On a more serious note, I think about some of my old instructors sometimes. Ernesto Presas has died. Remy Presas dead awhile now. Keith See - my first Parker, Kenpo Karate instructor has died. Ray Medina has died. And another one died in the late 1990s. A very important one. Terry Gibson - had a huge influence on me and was a rare, fully certified Inosanto instructor. To good to be forgotten. All before the internet, so his name is not bounced around the digital waves.
Terry and me in Tulsa, OK, maybe 1990-ish or so.
I was sure lucky to met him in the late 1980s. I hosted Paul Vunak in Texas in the 1980s and one time Terry showed up. Instant connection. He had a vast interest in the arts that Dan Inosanto taught and in his day, Inosanto said that Terry was one of his top 5 instructors. He was thee major player in this multi-state region surrounding the state of Oklahoma. I hosted Terry many times in Texas and would travel to the seminars he did and hosted in Tulsa, Oklahoma, ones conducted by himself, or by Inosanto, Mark McFann, (no, that is not this "animal" McYoung guy - Mark McFann) Master Chai, Vunak, Hartsell, well...so many of the era. I also took multi-day, privates lessons with him up there in Tulsa, staying at his house at night. We usually did these in 3-day sets. 5 hour privates in the daytime, and this included attending all the evening classes too.
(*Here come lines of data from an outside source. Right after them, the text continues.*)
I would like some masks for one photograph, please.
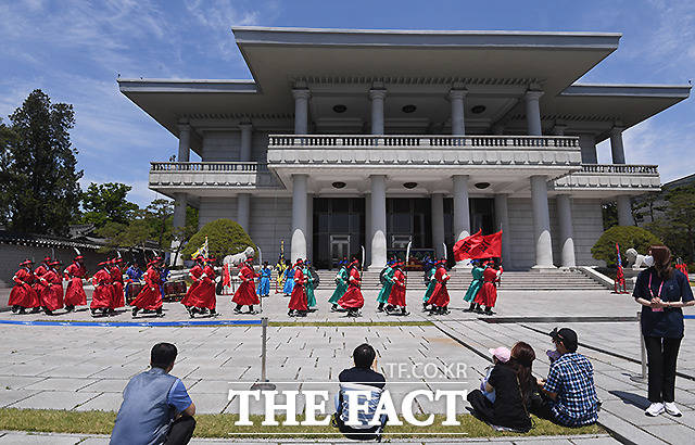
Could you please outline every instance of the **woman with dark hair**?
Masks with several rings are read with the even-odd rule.
[[[642,335],[649,366],[648,398],[645,415],[664,411],[682,414],[675,406],[675,364],[683,340],[683,307],[693,306],[693,290],[687,278],[671,266],[671,251],[653,245],[645,257],[649,266],[640,272],[632,295],[642,305]]]
[[[535,352],[528,343],[516,343],[509,360],[497,361],[485,383],[485,392],[495,393],[494,402],[480,390],[468,393],[473,415],[492,425],[529,431],[532,427],[529,407],[536,391],[531,371],[534,359]]]

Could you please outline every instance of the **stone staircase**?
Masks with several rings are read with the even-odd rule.
[[[319,270],[321,289],[332,288],[336,270]],[[450,291],[464,291],[468,289],[472,279],[469,270],[452,269],[452,276],[447,289]],[[422,272],[408,272],[410,289],[424,289]],[[379,271],[367,270],[363,274],[362,289],[381,289]],[[605,290],[602,284],[586,277],[578,270],[549,270],[549,271],[505,271],[502,275],[501,291],[598,291]]]

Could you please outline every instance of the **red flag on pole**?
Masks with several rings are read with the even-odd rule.
[[[463,259],[471,258],[470,252],[482,241],[481,231],[473,233],[470,237],[462,238],[454,244],[454,259],[460,262]]]

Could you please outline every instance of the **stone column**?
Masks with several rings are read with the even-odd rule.
[[[467,90],[450,90],[448,99],[452,102],[452,135],[464,136],[466,135],[466,123],[464,118],[464,99],[468,93]]]
[[[308,175],[292,175],[292,264],[306,258],[306,180]]]
[[[432,193],[431,205],[434,254],[438,258],[442,258],[444,256],[444,195]]]
[[[371,263],[381,269],[387,263],[387,177],[372,175],[371,180]]]
[[[383,101],[387,98],[387,90],[370,89],[369,99],[371,100],[371,134],[383,135]],[[381,265],[383,266],[383,265]]]
[[[502,264],[505,268],[513,267],[511,263],[511,233],[509,233],[509,207],[508,195],[495,194],[495,226],[502,230]]]
[[[543,91],[529,90],[523,99],[526,100],[526,122],[529,136],[541,136],[543,129],[541,127],[541,106],[539,100],[543,96]]]
[[[626,163],[626,152],[622,148],[622,127],[612,127],[610,129],[610,154],[614,164]]]
[[[294,135],[308,134],[308,88],[292,90],[294,96]]]
[[[454,175],[454,236],[455,241],[470,234],[470,208],[468,206],[468,175]],[[456,263],[466,266],[470,260]]]
[[[547,208],[547,178],[531,176],[531,204],[533,207],[533,233],[535,241],[534,269],[553,266],[553,242],[551,240],[551,215]]]
[[[579,148],[582,151],[582,164],[598,164],[594,135],[579,135]]]
[[[191,126],[178,125],[178,162],[189,162],[191,152]]]
[[[618,207],[618,226],[634,226],[630,196],[627,194],[619,195],[616,207]]]
[[[251,123],[239,124],[241,130],[241,144],[239,147],[239,161],[251,161],[251,143],[253,141],[253,126]]]
[[[251,220],[251,194],[239,193],[237,195],[237,223],[249,233]]]
[[[557,204],[557,219],[559,223],[560,249],[563,267],[577,266],[574,256],[574,234],[572,229],[572,202],[569,194],[558,194],[555,199]]]

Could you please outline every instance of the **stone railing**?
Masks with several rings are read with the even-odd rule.
[[[268,149],[376,149],[376,148],[552,148],[578,149],[572,136],[374,136],[374,135],[271,135]]]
We did Thai, JKD, Silat, varieties of Kali, Shoot Fighting from Japan. We were all ground fighting years before the UFC/BJJ craze. Remember that Dan Inosanto Concepts many decades ago was way ahead of the curve we have today. Virtually all martial arts are a collective of moves from the past, but many get frozen in doctrine. The first real, known, widespread "Mixed Martial Arts" of the day was largely from Dan Inosanto. Yeah! 95% percent of the existing martial arts back then were virtually virgins to other the forms of martial arts. Each one was guilty of thinking they were superior to the others. Worse, most simply could not even grasp a mixed, "best of blend from all the good stuff." Their dogmas prevented evolution. Inosanto's did not. I was all-in for this evolution.The blend is the key to superiority.
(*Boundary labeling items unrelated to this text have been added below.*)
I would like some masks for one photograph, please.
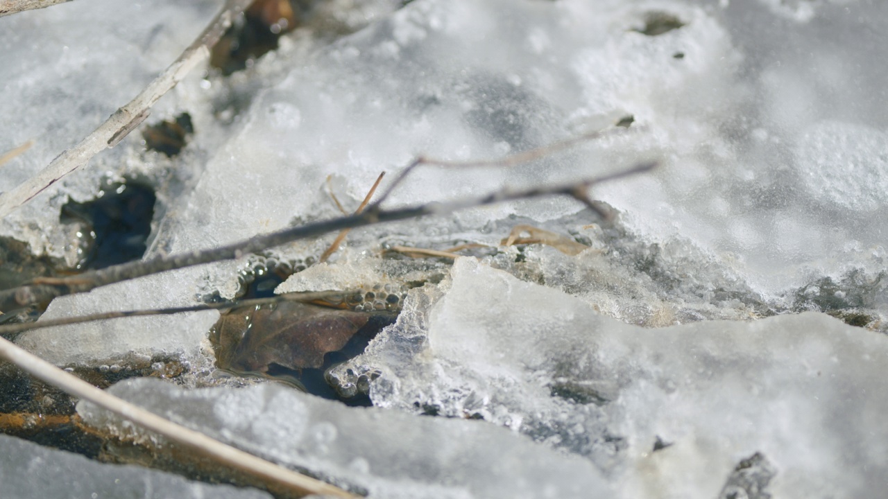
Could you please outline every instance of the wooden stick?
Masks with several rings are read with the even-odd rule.
[[[628,175],[648,171],[655,166],[656,162],[651,162],[640,163],[610,175],[587,178],[570,184],[540,186],[519,191],[506,188],[480,198],[451,201],[444,203],[430,202],[419,206],[388,210],[382,210],[379,206],[379,202],[377,201],[368,205],[362,212],[356,215],[290,227],[211,250],[193,251],[179,255],[162,256],[151,260],[113,265],[101,270],[83,273],[72,278],[60,278],[55,285],[26,285],[0,291],[0,310],[9,311],[33,304],[45,303],[56,297],[83,293],[100,286],[153,273],[211,262],[240,258],[248,253],[265,250],[268,248],[287,242],[316,237],[345,228],[407,220],[429,215],[442,215],[466,208],[542,196],[569,195],[575,199],[585,202],[585,191],[590,186]]]
[[[182,81],[192,68],[210,58],[210,48],[225,34],[234,17],[251,3],[252,0],[227,0],[203,33],[129,104],[117,109],[80,144],[62,152],[39,173],[0,194],[0,218],[28,202],[68,173],[83,167],[99,152],[116,146],[148,116],[151,107],[163,94]]]
[[[4,164],[5,164],[7,162],[11,161],[15,156],[17,156],[17,155],[20,154],[21,153],[24,153],[25,151],[30,149],[31,146],[33,146],[33,145],[34,145],[34,140],[28,140],[28,142],[25,142],[21,146],[19,146],[17,147],[13,147],[12,149],[11,149],[11,150],[7,151],[6,153],[4,153],[3,155],[0,155],[0,166],[3,166]]]
[[[359,206],[358,209],[354,210],[354,214],[355,215],[357,215],[358,213],[361,213],[361,211],[363,211],[364,208],[367,207],[367,204],[369,202],[370,202],[370,198],[373,197],[373,193],[377,192],[377,187],[379,186],[379,182],[382,182],[383,177],[385,177],[385,171],[383,171],[382,173],[379,174],[379,177],[377,178],[377,181],[374,182],[373,183],[373,186],[370,187],[370,191],[369,193],[367,193],[366,196],[364,196],[364,201],[361,202],[361,206]],[[330,194],[332,195],[332,192],[330,193]],[[335,197],[333,199],[336,200]],[[337,201],[337,204],[339,204],[338,201]],[[340,208],[342,208],[342,207],[340,206]],[[321,263],[321,262],[326,262],[327,258],[329,258],[330,255],[332,255],[333,253],[335,253],[337,251],[337,250],[339,249],[339,245],[342,244],[342,242],[345,241],[345,236],[348,235],[348,233],[352,229],[343,229],[339,233],[339,234],[337,236],[336,236],[336,239],[333,240],[333,244],[330,244],[330,247],[328,248],[326,251],[324,251],[323,255],[321,255],[321,258],[318,259],[318,263],[319,264]]]
[[[71,0],[0,0],[0,18],[33,9],[43,9]]]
Terry was also a lawyer, by the way. Unfortunately, But, Terry had serious brain cancer that just wouldn't go away. I can't help but think that if he were alive today with these problems, there would be newer, better treatments and technologies. To my memory he had three different, major brain surgeries, each time, changing him. How could it not!
He was a powerhouse! One of my favorite memories was once, while spending time with Terry while in the hospital after his second brain surgery. The second day after the surgery he really was barely recognizable. His head and face way swollen and wrapped. He looked at me and said,
"you know the doctor told me to get up and try to move around. Want to go for a walk?"
I said okay and we proceeded to walk laps around the entire floor of the hospital. Before we knew it? We were trucking around at a pretty fast walking clip, he in his gown, his "turban" and barefoot. As we past the elevators on about the 6th lap, the elevator doors swung open and his brain surgeon appeared.
"Jesus! Terry! What are you doing!" he demanded.
"Walking!" Terry said." You told me to get up and move around."
"I meant you could stand up and look out the window! Not run laps!"
Terry was that kind of health nut and powerhouse. Splurging to him meant eating two ice popsicles.
I also recall him telling me about his and Mark McFann's trip to study Suwanda Silat in Indonesia. They had to wear those traditional "dresses" and it just killed these two macho dudes to walk on the streets in all that garb. I have a photo somewhere of him and McFann that he sent me, all duded up in indo-like skirts.
In or around 1995, and after his third surgery some martial arts business politics got in the way of our training. I studied many systems back then, but hit it pretty hard with Terry for about 5 years. I realized that Terry was more skilled and knowledgeable than all the others around. In the 90s, non-martial arts related programs became a financial priority for me as a teacher, and it captivated more and more of my time. Absolutely, no reflection on Terry himself.
Terry eventually died from this cancer two years later in 1997.
Great photo from the Smokey Mountain Camp days. Tim Tackett, Larry Hartsell
and Terry. Tim is still alive and kicking.
No pun intended.
Probably if there is an heir, the heir of the Gibson era would have to be Harley Elmore, who is tucked away in the Wichita Falls area in north Texas. Harley is a great guy and a fanatic student/expert in these subjects. On his webpage you can still get some older Gibson videos, converted over to DVDs. Terry had many video tapes, but if lost? The info is probably in Harley's DVDs.
Gibson (and Elmore DVDS) click here
But, Terry Gibson taught me an absolute ton of stuff and remains one of the nicest guys I have met in this business. A very, special person. Long may his name bounce around the digital waves.